Iqbal Singh Kullar

Personal information
- Born: 26 February 1954 (age 72) Sansarpur, India

Sport
- Sport: Field hockey
- Position: Midfield

Senior career
- Years: Team / Caps / Goals
- 1979–1985: Beckenham / - / -
- 1985–1988: Worthing / - / -

National team
- Years: Team / Caps / Goals
- 1979–1980: England / 7 / -
- 1980–1980: Great Britain / 5 / -

= Iqbal Singh Kullar =

British field hockey player

Iqbal Singh Kullar (born 26 February 1954) is a former hockey international player, who represented England and Great Britain. He was selected for the 1980 Summer Olympics.

== Biography ==
Kullar was born in Sansarpur, India but moved to England in 1964 aged 10, he studied at the University of London.

He played club hockey for Beckenham Hockey Club in the Men's England Hockey League and represented Kent at county level.

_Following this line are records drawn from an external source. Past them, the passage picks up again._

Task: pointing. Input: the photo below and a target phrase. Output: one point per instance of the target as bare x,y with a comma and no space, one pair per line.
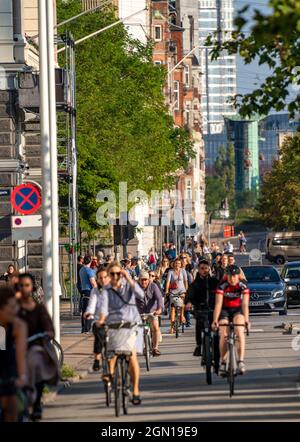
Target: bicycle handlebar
37,336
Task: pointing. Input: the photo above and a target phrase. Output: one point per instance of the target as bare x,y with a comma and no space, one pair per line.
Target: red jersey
232,294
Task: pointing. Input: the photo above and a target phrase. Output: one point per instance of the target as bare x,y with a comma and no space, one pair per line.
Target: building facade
219,76
243,133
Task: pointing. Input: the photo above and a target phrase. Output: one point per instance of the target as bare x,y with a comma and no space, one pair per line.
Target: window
176,95
157,33
188,189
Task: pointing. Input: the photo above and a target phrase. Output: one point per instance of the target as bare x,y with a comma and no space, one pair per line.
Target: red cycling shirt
232,294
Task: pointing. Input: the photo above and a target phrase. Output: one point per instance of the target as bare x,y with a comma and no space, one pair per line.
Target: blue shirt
121,306
85,274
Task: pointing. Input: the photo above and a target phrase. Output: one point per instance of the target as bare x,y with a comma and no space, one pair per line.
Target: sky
248,75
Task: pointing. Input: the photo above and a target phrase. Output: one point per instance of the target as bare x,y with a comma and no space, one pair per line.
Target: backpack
151,259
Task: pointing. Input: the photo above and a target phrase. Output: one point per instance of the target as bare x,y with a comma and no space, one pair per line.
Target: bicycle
177,303
231,361
121,380
210,345
58,348
147,337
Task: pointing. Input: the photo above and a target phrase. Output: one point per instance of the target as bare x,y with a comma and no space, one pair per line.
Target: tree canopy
273,41
279,202
124,131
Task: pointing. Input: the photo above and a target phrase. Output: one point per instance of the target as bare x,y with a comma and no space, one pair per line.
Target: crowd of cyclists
118,293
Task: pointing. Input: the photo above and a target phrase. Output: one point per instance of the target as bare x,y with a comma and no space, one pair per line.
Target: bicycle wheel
125,386
107,389
216,352
231,373
207,358
59,351
147,350
118,386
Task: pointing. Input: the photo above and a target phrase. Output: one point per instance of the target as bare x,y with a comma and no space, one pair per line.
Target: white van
283,246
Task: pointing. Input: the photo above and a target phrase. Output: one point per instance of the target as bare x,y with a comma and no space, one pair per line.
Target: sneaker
197,351
96,365
222,370
242,367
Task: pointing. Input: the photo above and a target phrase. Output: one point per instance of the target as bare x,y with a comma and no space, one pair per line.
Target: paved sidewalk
78,347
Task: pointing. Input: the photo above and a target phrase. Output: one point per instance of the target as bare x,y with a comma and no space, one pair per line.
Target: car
291,275
267,290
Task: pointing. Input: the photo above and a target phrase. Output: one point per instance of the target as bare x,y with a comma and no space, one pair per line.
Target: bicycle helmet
233,270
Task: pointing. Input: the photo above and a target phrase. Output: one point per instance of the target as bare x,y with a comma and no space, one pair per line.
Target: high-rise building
219,76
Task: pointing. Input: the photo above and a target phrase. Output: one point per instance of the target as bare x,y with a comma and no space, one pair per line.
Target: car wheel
279,260
283,312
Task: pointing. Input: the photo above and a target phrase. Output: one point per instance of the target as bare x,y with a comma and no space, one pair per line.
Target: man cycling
118,304
152,303
201,294
232,304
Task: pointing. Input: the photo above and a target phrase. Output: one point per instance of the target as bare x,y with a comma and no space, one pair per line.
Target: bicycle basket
176,301
122,340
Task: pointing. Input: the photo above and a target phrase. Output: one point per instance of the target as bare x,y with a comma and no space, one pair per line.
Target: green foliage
214,194
124,131
279,202
274,41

While at Beckenham he made his England debut on 11 May 1979 against Czechoslovakia in Zagreb and his Great Britain debut on 4 January 1980 against the Netherlands in Karachi, during the Champions Trophy.

Kullar was named in the 22-strong squad for the Great Britain team for the 1980 Olympic Games in Moscow, but was unable to participate due to the boycott.

He left Beckenham for Worthing Hockey Club for the start of the 1985 season and became the club's player-coach.